Impact of long-COVID on health-related quality of life in Japanese
COVID-19 patients
Abstract
Background: The empirical basis for a quantitative assessment of the
disease burden imposed by long-COVID is currently scant. We aimed to
assess the disease burden caused by long-COVID in Japan. Methods: We
conducted a cross sectional self-report questionnaire survey. The
questionnaire was mailed to 530 eligible patients, who were recovered
from acute COVID-19 in April 2021. Answers were classified into two
groups; participants who have no symptom and those who have any ongoing
symptoms that lasted longer than four weeks at the time of the survey.

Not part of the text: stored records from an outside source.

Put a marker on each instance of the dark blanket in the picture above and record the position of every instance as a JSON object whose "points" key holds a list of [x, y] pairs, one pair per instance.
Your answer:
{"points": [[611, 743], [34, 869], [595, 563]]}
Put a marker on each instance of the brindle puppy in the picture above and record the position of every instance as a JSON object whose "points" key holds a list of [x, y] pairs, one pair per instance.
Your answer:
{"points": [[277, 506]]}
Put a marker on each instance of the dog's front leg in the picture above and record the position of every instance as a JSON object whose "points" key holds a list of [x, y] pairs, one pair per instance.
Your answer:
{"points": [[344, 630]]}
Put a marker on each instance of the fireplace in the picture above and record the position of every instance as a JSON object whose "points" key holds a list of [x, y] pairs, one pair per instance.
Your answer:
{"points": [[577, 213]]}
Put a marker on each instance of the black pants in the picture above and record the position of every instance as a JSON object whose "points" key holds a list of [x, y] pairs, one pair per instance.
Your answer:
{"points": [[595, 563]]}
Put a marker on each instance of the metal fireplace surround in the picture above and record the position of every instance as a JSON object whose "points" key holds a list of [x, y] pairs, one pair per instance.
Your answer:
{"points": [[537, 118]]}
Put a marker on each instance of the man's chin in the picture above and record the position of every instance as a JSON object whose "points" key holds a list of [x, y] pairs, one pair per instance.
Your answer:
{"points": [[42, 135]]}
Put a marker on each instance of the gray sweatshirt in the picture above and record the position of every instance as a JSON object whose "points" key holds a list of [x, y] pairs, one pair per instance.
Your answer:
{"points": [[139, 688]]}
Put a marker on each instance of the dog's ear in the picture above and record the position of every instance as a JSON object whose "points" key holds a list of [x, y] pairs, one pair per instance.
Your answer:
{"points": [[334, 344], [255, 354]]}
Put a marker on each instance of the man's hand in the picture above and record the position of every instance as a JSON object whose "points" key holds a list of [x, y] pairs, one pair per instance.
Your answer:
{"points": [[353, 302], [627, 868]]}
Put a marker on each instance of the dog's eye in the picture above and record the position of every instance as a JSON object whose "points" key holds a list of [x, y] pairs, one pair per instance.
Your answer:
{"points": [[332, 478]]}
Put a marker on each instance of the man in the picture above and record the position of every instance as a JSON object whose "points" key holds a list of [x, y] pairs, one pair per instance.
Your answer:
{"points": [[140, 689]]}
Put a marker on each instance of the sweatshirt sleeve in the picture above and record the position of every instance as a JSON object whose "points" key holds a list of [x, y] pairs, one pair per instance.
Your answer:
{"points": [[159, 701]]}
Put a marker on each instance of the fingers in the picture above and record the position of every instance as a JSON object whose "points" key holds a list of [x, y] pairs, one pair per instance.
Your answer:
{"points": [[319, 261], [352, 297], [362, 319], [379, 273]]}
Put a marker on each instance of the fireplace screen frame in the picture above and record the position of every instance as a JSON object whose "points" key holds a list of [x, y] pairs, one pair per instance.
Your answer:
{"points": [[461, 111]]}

We compared health-related quality of life scores estimated by the
EQ-5D-3L questionnaire between these two groups after adjusting basic
characteristics of the participants by propensity score matching.
Results: 349 participants reported no symptoms and 108 reported any
symptoms at the time of the survey. The participants who reported any
symptoms showed a lower value on a Visual Analogue Scale (median 70
[IQR 60-80]) and on the EQ-5D-3L (median 0.81 [IQR 0.77-1.0])
than those reporting no symptoms (median 85 [IQR 75-90] and 1.0
[IQR 1.0-1.0], respectively). After adjusting for background
characteristics, these trends did not change substantially (Visual
Analog Scale: median 70 [IQR 60-80] vs 80 [IQR 77-90], EQ-5D-3L:
median 0.81 [IQR 0.76-1.0] vs 1.0 [IQR 1.0-1.0]). Conclusions:
Due to their long duration, long-COVID symptoms represent a substantial
disease burden expressed in impact on health-related quality of life.